Finestres, el pueblo abandonado, nos recibió en silencio, como si respirara en voz baja. Pero nosotros seguimos caminando hacia lo que de verdad veníamos a ver: la muralla china de Finestres. Y no, no me he vuelto loco. Existe una muralla china en España. Bueno, más o menos. Son unas formaciones de roca afiladas y verticales, alineadas como los colmillos de un dragón dormido. En realidad es obra de la naturaleza, no de los humanos: la erosión, el tiempo y el viento la han esculpido durante millones de años. Pero a la vista, parece una muralla hecha por gigantes.
El sendero subía y bajaba, con barro, piedras y alguna que otra trampa resbaladiza. Yo iba feliz, con las patas salpicadas de tierra y el corazón latiendo al ritmo del viento. A mitad de camino, una familia francesa decidida a romper la paz de los siglos se puso a hablar a gritos. Si existiera una muralla del silencio, yo los habría mandado allí a meditar.
Finalmente llegamos a la ermita de San Vicente, encajada en medio de la muralla como una joya olvidada. Pequeña, sencilla, pero con una energía tranquila, de esas que te hacen sentarte y respirar hondo. Papi y yo hicimos fotos, selfies y un rato de descanso. Me tumbé sobre una piedra y miré el cielo azul. A veces, los mejores momentos no necesitan palabras.
De regreso, nos detuvimos en el pueblo abandonado. Casas medio derruidas, árboles creciendo entre las paredes, la naturaleza recuperando lo que una vez fue suyo. Hay algo hermoso y triste en esos lugares, como si el tiempo hubiera dejado la puerta entreabierta.
De vuelta a la camper, comimos y descansamos un rato antes de volver a bajar la pista infernal. Diez kilómetros más de sacudidas, pero esta vez con la satisfacción de haber visto algo realmente único. Ya en el asfalto, seguimos rumbo sur.
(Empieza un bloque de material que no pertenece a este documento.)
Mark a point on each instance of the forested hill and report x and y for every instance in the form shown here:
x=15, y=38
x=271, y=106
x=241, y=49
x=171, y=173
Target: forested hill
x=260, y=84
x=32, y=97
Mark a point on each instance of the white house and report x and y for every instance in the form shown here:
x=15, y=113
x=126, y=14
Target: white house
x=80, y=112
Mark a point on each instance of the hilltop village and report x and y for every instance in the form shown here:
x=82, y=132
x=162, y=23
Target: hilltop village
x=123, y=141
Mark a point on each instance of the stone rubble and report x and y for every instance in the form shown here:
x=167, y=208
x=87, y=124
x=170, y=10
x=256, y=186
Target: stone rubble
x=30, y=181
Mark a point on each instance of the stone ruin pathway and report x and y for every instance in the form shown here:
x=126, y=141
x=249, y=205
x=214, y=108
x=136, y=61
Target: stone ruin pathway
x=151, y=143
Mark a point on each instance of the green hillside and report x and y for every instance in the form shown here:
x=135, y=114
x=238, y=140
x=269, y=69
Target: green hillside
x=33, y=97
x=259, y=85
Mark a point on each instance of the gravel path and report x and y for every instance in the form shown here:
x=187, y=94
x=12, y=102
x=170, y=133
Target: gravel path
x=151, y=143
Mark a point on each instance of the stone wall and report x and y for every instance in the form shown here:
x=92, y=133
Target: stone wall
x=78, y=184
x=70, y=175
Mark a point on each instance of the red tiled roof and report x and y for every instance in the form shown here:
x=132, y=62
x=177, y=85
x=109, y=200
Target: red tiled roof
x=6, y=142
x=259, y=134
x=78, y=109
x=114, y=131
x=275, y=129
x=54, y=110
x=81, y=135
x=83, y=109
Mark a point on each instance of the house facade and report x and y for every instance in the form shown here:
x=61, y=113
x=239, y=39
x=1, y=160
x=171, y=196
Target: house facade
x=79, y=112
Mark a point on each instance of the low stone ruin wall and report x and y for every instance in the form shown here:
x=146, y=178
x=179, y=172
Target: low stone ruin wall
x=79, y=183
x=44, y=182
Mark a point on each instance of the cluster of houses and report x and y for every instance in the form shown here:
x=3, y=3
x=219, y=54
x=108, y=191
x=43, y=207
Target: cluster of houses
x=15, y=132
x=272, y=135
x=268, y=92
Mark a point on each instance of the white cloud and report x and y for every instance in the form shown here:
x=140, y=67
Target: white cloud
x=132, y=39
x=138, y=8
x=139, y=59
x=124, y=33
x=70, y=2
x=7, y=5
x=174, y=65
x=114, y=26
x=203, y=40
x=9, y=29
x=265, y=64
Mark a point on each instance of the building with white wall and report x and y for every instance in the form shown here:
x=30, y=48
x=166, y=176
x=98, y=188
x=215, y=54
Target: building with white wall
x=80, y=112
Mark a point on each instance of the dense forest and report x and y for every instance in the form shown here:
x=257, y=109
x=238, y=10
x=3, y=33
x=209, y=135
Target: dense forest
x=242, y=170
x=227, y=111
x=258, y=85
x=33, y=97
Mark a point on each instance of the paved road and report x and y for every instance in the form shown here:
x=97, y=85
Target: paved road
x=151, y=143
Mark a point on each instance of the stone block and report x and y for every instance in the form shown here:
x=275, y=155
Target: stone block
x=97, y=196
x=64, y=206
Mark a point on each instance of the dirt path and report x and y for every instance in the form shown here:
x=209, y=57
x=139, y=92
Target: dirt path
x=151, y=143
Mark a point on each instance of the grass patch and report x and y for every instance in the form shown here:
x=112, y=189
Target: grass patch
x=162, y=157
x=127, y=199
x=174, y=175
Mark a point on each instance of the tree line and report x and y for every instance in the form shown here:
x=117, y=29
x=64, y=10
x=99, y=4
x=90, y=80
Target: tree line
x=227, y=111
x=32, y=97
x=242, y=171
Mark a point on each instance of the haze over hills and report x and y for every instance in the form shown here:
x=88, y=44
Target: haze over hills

Cuando el sol empezó a esconderse detrás de las montañas, exploramos los alrededores de la presa de Santa Ana. Entre túneles, canales y acueductos, parecía un laberinto de agua y piedra. Muy chulo, aunque el aire ya olía a frío. Papi decidió seguir un poco más para adelantar camino, y al final encontramos un área de picnic en Castelló de Farfanya.
No es el sitio más bonito del mundo, pero cumple su misión: un lugar tranquilo donde aparcar, cenar y soñar. Mientras papi prepara la cena, yo me acurruco en mi manta. Afuera, el silencio solo lo rompe el susurro del viento. Y pienso: no importa dónde durmamos, mientras sigamos viajando juntos.